3. Estágio de Decisão (preparação para a ação): São realizadas pequenas mudanças, mas não há persistência: “vou iniciar regime na próxima segunda”, “vou despedir para depois iniciar dieta”, “vou reservar finais de semana para família”, “só estava nervoso e não resisti à sobremesa”, “neste fim de semana vou ter três festas”, “tenho um filho que come doces e guloseimas” .
4. Estágio de Ação: As barreiras são superadas e atitudes são tomadas. Há modificações no comportamento, atitudes e padrões relacionais. O “objetivo” é encarado de frente e o esforço realizado de forma concreta. As mudanças já duram mais de seis meses. Redução na ingestão de alimentos gordurosos, prática regular de atividades físicas, contratação de um personal e principalmente a coragem para enfrentar o próprio Eu em uma terapia psicológica.
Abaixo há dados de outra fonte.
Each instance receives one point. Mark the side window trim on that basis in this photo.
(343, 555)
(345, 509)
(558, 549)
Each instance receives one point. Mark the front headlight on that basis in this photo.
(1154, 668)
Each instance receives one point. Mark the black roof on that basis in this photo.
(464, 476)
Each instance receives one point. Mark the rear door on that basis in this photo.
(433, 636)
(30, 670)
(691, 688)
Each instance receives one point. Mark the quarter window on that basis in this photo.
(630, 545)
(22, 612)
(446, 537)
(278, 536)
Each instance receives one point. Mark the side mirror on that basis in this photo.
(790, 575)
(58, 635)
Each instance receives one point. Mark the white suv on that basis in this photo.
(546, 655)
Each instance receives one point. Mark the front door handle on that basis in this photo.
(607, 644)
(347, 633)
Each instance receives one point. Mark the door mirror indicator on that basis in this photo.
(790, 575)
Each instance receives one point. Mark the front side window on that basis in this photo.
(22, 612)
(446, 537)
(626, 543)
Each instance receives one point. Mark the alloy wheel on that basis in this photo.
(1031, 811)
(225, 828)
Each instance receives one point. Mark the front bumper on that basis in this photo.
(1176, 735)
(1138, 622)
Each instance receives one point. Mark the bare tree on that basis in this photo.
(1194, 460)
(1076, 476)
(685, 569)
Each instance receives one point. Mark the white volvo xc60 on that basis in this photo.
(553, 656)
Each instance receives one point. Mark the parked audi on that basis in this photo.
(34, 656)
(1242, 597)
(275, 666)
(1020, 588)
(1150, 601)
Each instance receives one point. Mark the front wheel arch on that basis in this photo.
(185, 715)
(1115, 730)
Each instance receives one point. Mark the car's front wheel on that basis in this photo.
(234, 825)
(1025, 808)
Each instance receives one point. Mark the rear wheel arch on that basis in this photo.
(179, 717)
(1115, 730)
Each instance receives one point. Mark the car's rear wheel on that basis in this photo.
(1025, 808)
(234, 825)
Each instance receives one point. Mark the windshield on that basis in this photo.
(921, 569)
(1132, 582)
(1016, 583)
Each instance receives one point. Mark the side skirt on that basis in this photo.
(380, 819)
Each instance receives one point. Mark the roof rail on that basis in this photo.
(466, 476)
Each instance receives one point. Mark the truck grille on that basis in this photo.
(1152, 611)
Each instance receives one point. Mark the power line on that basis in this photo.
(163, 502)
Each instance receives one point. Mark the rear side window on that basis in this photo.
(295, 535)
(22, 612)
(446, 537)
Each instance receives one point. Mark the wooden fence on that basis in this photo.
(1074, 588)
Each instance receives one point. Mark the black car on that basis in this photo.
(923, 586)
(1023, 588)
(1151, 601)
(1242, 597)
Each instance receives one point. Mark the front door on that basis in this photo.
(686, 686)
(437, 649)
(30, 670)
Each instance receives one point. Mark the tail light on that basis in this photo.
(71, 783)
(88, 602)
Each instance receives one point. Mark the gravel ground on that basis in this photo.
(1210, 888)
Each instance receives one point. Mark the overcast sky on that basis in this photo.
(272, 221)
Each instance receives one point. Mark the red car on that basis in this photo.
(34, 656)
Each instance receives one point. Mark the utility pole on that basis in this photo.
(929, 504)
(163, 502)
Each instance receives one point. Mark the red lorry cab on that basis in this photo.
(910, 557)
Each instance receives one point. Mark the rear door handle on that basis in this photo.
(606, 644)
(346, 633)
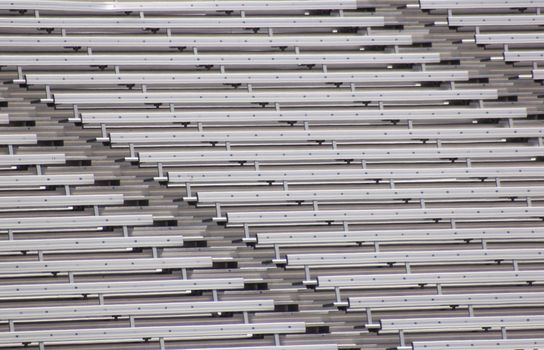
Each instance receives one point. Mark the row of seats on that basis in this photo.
(409, 170)
(514, 29)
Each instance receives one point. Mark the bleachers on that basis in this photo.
(351, 170)
(396, 280)
(483, 344)
(172, 286)
(294, 217)
(190, 22)
(228, 60)
(135, 310)
(130, 334)
(516, 30)
(166, 6)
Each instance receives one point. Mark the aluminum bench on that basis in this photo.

5. Estágio de Manutenção: Paciente realmente consegue incorporar na Vida o estilo de alimentação saudável e a realização de atividade física. O tratamento deixa de ser um peso, mas torna-se uma rotina prazerosa e compensatória. Tem padrão psíquico mais equilibrado, deixando de tratar a comida como drogas aliviadoras de tensões emocionais ou recompensas por um dia difícil ou pelo estresse.
Esses estágios refletem diferentes níveis de consciência do problema, de como o paciente vê a situação e seus diferentes graus de empenho para enfrentá-lo. É importante que um Psicólogo faça uma avaliação cuidadosa do paciente quando ele busca ajuda. Em que estágio (dos descritos acima) ele se encontra? A forma correta de ajuda-lo e a forma como reagirá ao tratamento pode variar muito, dependendo de em qual estágio ele está.
E isso é o que eu espero de um profissional de psicologia quando solicito acompanhamento de um paciente para perda de peso. Diagnosticá-lo e orientá-lo para auxiliar na superação das barreiras emocionais que o impedem de evoluir na busca de uma vida saudável.
Tratar a obesidade e perder peso é buscar o equilíbrio em todas as faces do ser: alimentação, atividade física, repouso e emoções. É descobrir o amor próprio. É ter coragem para enfrentar o EU verdadeiro e se posicionar diante do mundo, descobrir e assumir seu lugar. Emagrecer é simplesmente delicioso. Indescritível.